Grid computing is the application of several computers to a single problem at the same time — usually to a scientific or technical problem that requires a great number of computer processing cycles or access to large amounts of data. Computational grids that couple geographically distributed resources are becoming the effective computing platform for solving large-scale problems in science, engineering, and commerce. Grid computing can be divided into three logical levels of deployment: Cluster Grids, Enterprise Grids, and Global Grids.

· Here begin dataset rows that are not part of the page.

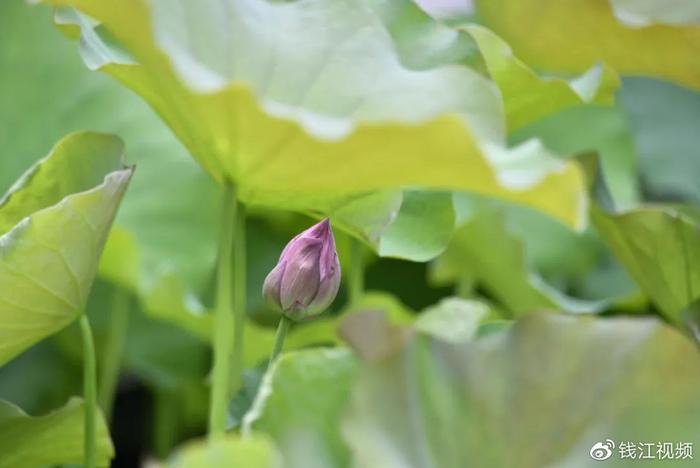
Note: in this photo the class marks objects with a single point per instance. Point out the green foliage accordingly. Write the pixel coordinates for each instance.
(471, 142)
(453, 111)
(53, 439)
(659, 247)
(540, 393)
(55, 222)
(496, 400)
(229, 452)
(578, 35)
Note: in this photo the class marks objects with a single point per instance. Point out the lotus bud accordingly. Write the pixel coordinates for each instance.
(307, 276)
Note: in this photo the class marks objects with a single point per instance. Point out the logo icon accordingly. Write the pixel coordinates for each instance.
(602, 450)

The simplest form of a grid, a Cluster Grid consists of multiple systems interconnected through a network. Cluster Grids may contain distributed workstations and servers, as well as centralized resources in a datacenter environment. Typically owned and used by a single project or department, Cluster Grids support both high throughput and high performance jobs. Common examples of the Cluster Grid architecture include compute farms, groups of multi-processor HPC systems, Beowulf clusters, and networks of workstations (NOW).
As capacity needs increase, multiple Cluster Grids can be combined into an Enterprise Grid. Enterprise Grids enable multiple projects or departments to share computing resources in a cooperative way. Enterprise Grids typically contain resources from multiple administrative domains, but are located in the same geographic location.
Global Grids are a collection of Enterprise Grids, all of which have agreed upon global usage policies and protocols, but not necessarily the same implementation. Computing resources may be geographically dispersed, connecting sites around the globe. Designed to support and address the needs of multiple sites and organizations sharing resources, Global Grids provide the power of distributed resources to users anywhere in the world.